Aqualung is the quintessential Jethro Tull album. If you own only one Jethro Tull album, this should be it.
Aqualung was one of the first albums in my collection that I “upgraded” to digital. Unfortunately, I got rid of the album before I actually listened to the CD – it sounded like s***.
Don’t get me wrong, I’m not a music snob. Scratch that, I am somewhat of a music snob, but that’s not why I thought the original CD release of Aqualung sucked. I thought it sucked because… well, it sucked… even the record company eventually admitted it. Because of litigation against them regarding the original CD release, Chrysalis records recalled it, offering a refund to everyone who had purchased the CD. They posted a recall of it in music magazines and it was announced on numerous radio stations, and I darn shure took advantage of it.

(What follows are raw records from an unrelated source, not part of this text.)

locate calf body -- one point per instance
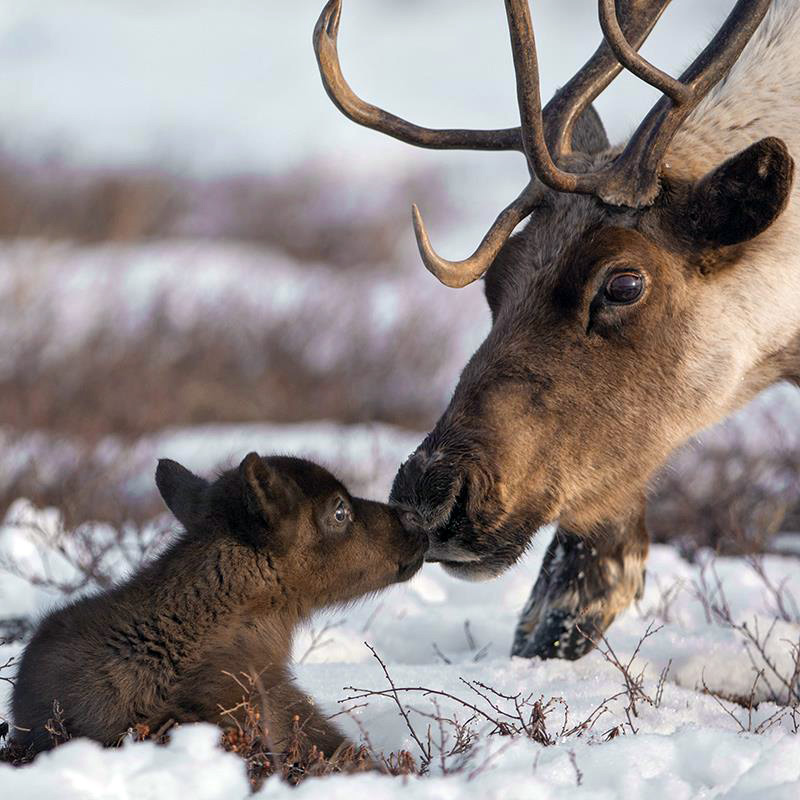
(265, 546)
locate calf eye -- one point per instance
(624, 287)
(341, 513)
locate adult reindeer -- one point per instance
(655, 289)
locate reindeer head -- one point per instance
(604, 353)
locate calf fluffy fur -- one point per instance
(264, 546)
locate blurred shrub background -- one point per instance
(191, 234)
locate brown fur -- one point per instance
(262, 551)
(572, 401)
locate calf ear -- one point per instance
(268, 492)
(744, 196)
(182, 491)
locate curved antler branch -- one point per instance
(632, 180)
(637, 18)
(345, 99)
(457, 274)
(632, 61)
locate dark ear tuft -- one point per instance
(744, 196)
(182, 491)
(268, 492)
(589, 136)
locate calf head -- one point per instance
(324, 545)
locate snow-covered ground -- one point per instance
(222, 87)
(436, 632)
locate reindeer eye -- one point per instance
(624, 287)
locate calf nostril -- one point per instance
(411, 520)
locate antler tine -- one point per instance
(632, 180)
(636, 19)
(344, 98)
(457, 274)
(632, 61)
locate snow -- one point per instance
(687, 747)
(221, 87)
(224, 87)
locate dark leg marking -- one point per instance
(582, 586)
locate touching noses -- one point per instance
(425, 488)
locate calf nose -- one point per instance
(426, 486)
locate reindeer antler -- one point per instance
(545, 136)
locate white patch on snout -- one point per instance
(472, 574)
(449, 552)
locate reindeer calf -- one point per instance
(265, 545)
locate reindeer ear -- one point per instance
(268, 493)
(744, 196)
(181, 490)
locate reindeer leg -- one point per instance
(584, 582)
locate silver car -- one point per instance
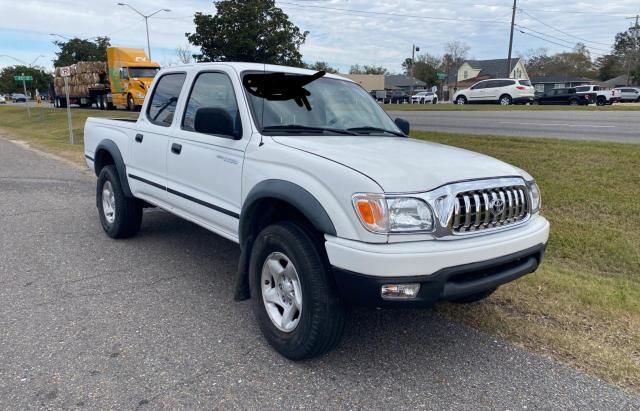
(629, 94)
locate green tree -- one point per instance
(608, 66)
(321, 66)
(425, 68)
(41, 79)
(75, 50)
(357, 69)
(250, 31)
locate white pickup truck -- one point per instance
(329, 200)
(604, 95)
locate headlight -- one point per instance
(382, 214)
(536, 199)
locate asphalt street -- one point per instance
(603, 125)
(150, 323)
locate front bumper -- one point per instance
(447, 284)
(523, 100)
(361, 268)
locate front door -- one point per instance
(147, 167)
(206, 153)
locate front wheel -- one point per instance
(505, 100)
(294, 296)
(120, 216)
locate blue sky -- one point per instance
(342, 32)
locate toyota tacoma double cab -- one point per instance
(330, 201)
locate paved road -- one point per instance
(620, 126)
(149, 323)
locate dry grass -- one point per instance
(48, 130)
(583, 305)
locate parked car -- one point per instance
(396, 97)
(18, 98)
(329, 200)
(629, 94)
(424, 97)
(565, 96)
(502, 91)
(604, 95)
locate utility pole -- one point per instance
(636, 48)
(513, 20)
(146, 22)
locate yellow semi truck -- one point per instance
(122, 81)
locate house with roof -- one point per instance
(387, 82)
(472, 71)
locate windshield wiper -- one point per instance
(297, 128)
(370, 130)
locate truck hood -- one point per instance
(403, 164)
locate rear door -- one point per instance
(477, 91)
(206, 153)
(147, 169)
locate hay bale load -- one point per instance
(85, 75)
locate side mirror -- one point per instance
(403, 125)
(209, 120)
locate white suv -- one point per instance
(424, 97)
(502, 91)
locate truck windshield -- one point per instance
(143, 72)
(314, 105)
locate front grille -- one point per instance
(481, 209)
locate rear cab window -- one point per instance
(213, 92)
(164, 100)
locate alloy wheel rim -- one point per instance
(108, 202)
(281, 292)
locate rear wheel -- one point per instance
(120, 216)
(294, 297)
(505, 100)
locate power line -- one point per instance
(385, 14)
(553, 42)
(570, 43)
(560, 31)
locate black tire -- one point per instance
(505, 100)
(322, 317)
(474, 297)
(128, 211)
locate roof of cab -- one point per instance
(240, 67)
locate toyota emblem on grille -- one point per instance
(496, 206)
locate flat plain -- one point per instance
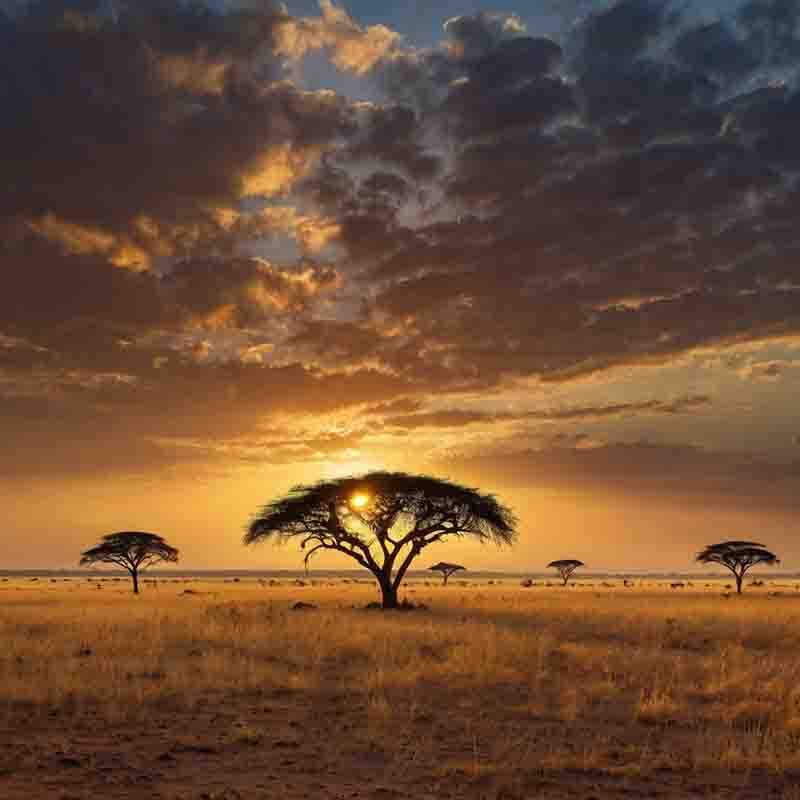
(221, 691)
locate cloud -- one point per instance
(685, 474)
(454, 418)
(351, 47)
(504, 207)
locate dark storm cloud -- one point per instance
(621, 203)
(517, 207)
(142, 122)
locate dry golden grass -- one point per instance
(493, 691)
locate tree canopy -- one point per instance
(738, 557)
(382, 520)
(565, 567)
(132, 551)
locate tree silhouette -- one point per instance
(565, 567)
(382, 520)
(446, 569)
(738, 557)
(131, 550)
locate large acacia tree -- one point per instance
(382, 520)
(738, 557)
(132, 551)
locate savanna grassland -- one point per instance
(221, 691)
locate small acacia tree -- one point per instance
(131, 550)
(446, 569)
(565, 567)
(382, 520)
(738, 557)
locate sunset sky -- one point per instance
(550, 250)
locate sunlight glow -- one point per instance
(359, 500)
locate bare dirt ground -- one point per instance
(221, 691)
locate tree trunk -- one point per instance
(388, 591)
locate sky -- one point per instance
(547, 250)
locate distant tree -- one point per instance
(382, 520)
(131, 550)
(738, 557)
(565, 567)
(446, 569)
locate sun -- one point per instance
(359, 500)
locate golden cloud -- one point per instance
(352, 48)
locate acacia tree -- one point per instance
(382, 520)
(131, 550)
(565, 567)
(738, 557)
(446, 569)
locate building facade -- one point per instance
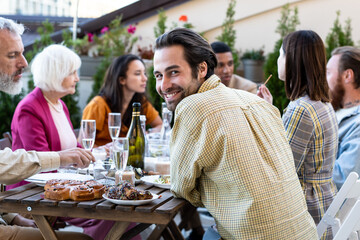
(60, 8)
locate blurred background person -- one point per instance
(124, 83)
(343, 76)
(309, 119)
(41, 120)
(225, 69)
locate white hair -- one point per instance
(11, 26)
(52, 65)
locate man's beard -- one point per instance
(8, 85)
(338, 95)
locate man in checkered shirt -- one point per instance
(229, 151)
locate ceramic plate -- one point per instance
(152, 180)
(42, 178)
(131, 202)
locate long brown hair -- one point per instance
(113, 91)
(305, 67)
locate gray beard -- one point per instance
(8, 85)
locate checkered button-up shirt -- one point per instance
(312, 131)
(229, 153)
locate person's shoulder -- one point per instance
(31, 100)
(244, 80)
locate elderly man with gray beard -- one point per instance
(343, 76)
(18, 165)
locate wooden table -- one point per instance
(161, 212)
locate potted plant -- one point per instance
(253, 61)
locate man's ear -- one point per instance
(348, 76)
(122, 80)
(202, 69)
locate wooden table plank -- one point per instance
(16, 190)
(106, 205)
(90, 204)
(174, 229)
(68, 203)
(33, 199)
(172, 206)
(144, 186)
(22, 195)
(156, 233)
(117, 230)
(48, 202)
(45, 228)
(156, 203)
(125, 208)
(128, 235)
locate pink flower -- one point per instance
(183, 18)
(90, 37)
(131, 29)
(104, 30)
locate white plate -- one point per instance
(131, 202)
(42, 178)
(151, 179)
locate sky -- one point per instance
(97, 8)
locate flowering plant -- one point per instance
(113, 40)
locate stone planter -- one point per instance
(89, 65)
(253, 70)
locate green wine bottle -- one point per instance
(136, 139)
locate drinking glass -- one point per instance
(166, 117)
(88, 131)
(120, 154)
(114, 122)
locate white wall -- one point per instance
(255, 20)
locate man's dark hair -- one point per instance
(305, 66)
(220, 47)
(196, 48)
(349, 59)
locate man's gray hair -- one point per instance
(11, 26)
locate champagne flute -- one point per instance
(88, 131)
(166, 117)
(121, 154)
(114, 122)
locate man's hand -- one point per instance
(76, 157)
(21, 221)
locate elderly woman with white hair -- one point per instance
(41, 120)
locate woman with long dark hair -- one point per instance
(309, 119)
(124, 84)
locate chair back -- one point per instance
(76, 132)
(4, 143)
(343, 214)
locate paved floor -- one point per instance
(206, 221)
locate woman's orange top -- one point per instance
(99, 110)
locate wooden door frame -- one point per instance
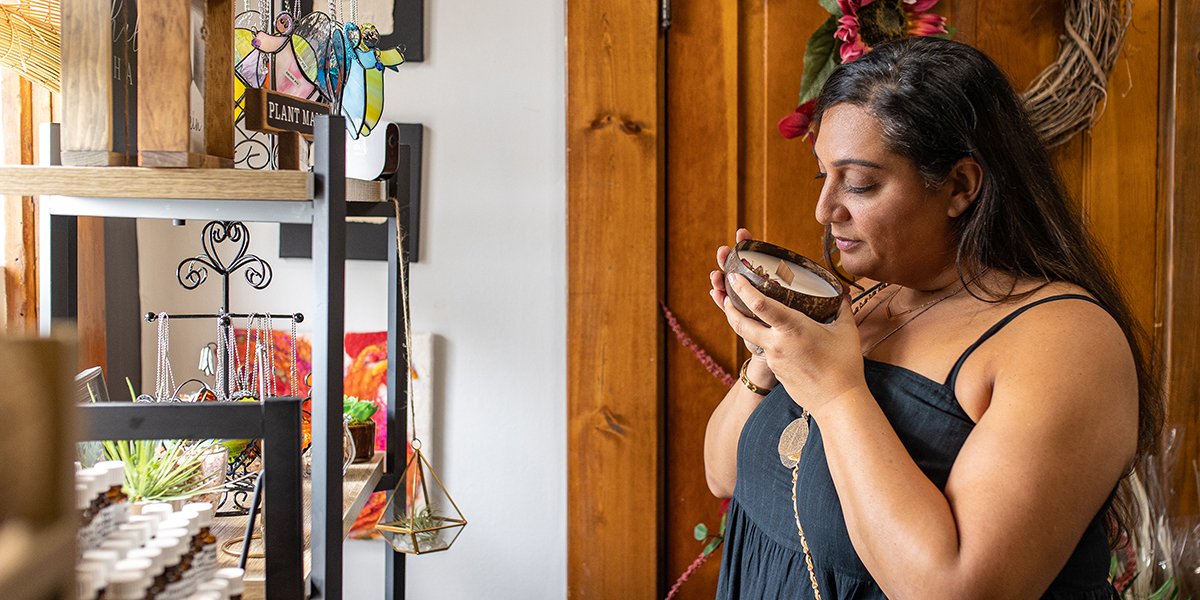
(617, 207)
(615, 191)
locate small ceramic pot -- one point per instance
(364, 441)
(820, 309)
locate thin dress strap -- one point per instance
(954, 372)
(868, 291)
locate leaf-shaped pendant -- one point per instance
(791, 442)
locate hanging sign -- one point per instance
(275, 113)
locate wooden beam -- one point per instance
(1179, 235)
(21, 211)
(703, 117)
(615, 136)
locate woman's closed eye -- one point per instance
(862, 189)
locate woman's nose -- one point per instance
(829, 209)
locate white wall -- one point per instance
(491, 283)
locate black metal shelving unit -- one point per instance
(275, 420)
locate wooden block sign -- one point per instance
(288, 118)
(185, 114)
(275, 113)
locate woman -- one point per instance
(972, 412)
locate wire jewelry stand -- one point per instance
(192, 273)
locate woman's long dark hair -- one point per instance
(940, 101)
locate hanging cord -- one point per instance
(165, 379)
(408, 324)
(220, 376)
(293, 378)
(270, 361)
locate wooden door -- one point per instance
(652, 197)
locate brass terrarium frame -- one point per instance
(412, 521)
(415, 527)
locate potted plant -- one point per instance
(359, 413)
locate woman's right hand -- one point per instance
(718, 276)
(757, 370)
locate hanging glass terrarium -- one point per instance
(420, 516)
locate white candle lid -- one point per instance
(151, 520)
(118, 545)
(175, 522)
(114, 472)
(235, 577)
(155, 555)
(215, 585)
(82, 497)
(171, 549)
(89, 579)
(207, 595)
(157, 508)
(133, 564)
(203, 508)
(103, 557)
(193, 520)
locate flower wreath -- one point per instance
(1063, 100)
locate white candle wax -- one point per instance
(804, 281)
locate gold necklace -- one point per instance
(795, 436)
(891, 315)
(924, 309)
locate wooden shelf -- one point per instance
(358, 485)
(180, 184)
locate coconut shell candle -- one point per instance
(783, 275)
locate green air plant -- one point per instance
(424, 525)
(165, 469)
(359, 411)
(157, 469)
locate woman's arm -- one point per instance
(725, 427)
(1060, 431)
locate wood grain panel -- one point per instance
(1120, 181)
(615, 281)
(217, 83)
(87, 76)
(787, 168)
(19, 211)
(165, 27)
(701, 211)
(1180, 237)
(145, 183)
(93, 306)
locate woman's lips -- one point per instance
(846, 245)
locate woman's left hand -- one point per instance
(815, 363)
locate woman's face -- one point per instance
(886, 223)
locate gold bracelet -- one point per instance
(748, 383)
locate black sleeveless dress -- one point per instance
(762, 556)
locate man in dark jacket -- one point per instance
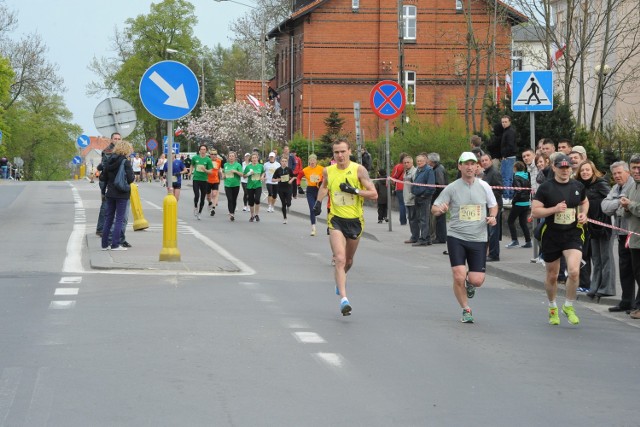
(424, 175)
(493, 178)
(508, 151)
(438, 224)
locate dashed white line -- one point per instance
(309, 338)
(66, 291)
(62, 305)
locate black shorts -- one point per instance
(272, 189)
(461, 252)
(350, 227)
(555, 241)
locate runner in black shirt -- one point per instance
(563, 204)
(284, 176)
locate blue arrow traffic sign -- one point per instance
(387, 99)
(169, 90)
(83, 141)
(532, 91)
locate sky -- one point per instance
(76, 31)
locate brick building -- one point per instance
(330, 53)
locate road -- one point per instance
(248, 332)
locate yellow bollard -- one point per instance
(139, 223)
(170, 250)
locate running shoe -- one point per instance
(471, 290)
(571, 314)
(345, 308)
(467, 317)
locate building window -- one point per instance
(410, 87)
(409, 18)
(516, 60)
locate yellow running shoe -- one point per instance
(571, 315)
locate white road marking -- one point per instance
(66, 291)
(309, 338)
(9, 383)
(62, 305)
(334, 360)
(71, 279)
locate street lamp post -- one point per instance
(202, 101)
(263, 48)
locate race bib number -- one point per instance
(343, 199)
(470, 213)
(565, 218)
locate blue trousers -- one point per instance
(114, 215)
(506, 170)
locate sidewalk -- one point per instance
(515, 264)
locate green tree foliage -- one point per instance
(42, 135)
(143, 42)
(333, 124)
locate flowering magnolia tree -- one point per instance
(237, 126)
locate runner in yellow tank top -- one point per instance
(347, 185)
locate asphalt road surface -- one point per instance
(268, 347)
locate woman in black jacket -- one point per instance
(599, 246)
(116, 199)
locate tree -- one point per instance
(143, 42)
(333, 125)
(237, 126)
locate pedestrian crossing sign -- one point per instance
(532, 90)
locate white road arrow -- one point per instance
(177, 97)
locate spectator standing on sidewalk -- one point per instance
(381, 188)
(472, 206)
(409, 199)
(423, 189)
(117, 200)
(520, 206)
(603, 280)
(611, 206)
(563, 203)
(492, 177)
(313, 175)
(398, 173)
(438, 224)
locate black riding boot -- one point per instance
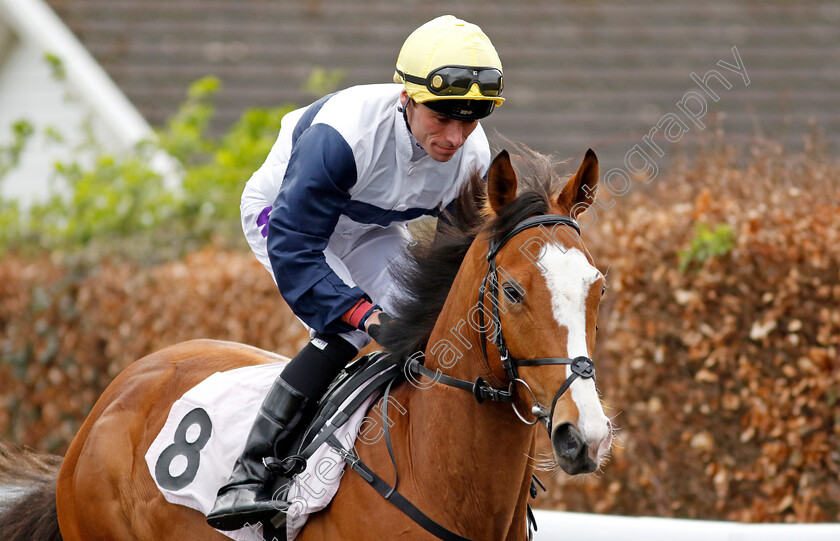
(290, 405)
(246, 498)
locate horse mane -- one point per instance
(426, 273)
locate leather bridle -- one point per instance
(581, 366)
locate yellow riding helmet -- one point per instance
(448, 42)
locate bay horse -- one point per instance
(465, 462)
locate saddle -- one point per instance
(361, 381)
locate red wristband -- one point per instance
(354, 315)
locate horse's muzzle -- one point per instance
(570, 450)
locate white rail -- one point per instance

Care has to be taken when bringing an analog recording over to digital. When Aqualung was originally released on CD, that care was not taken. There was so much tape hiss and noise during the numerous quiet passages on the recording, at times it was overbearing of the music. The album was eventually, remastered as a 25th Anniversary Edition on CD where the time and effort were taken to do it right.
I always wanted to replace my vinyl copy of Aqualung. But again, because of the quiet passages, it was hard to find one in the condition of what I had gotten rid of. That is until recently, when I ran across an original master recording of it that was in mint condition.With as good of a job they did on the 25th anniversary CD, I can honestly say that this sounds way better. This is the best Aqualung has ever sounded, even compared to the 25th anniversary CD. This is the way it was meant to be heard.
If that makes me a music snob, so be it.
A lot of people think, because of the lyrics on Aqualung, that Ian Anderson was an atheist, or at least anti-religion. Nothing could be further from fact. What he was against was the corruption of religion, which he felt was the case with the Church of England.
He speaks of this revelation on the very last song on Aqualung. In it he tells of how, after some philosophical contemplation when he was a young school boy, he went to the school’s headmaster, and told him that the God he believed in was not the kind you “Wind Up” on Sundays. My beliefs couldn’t be more in line with his. Maybe that’s the reason I love this album so much.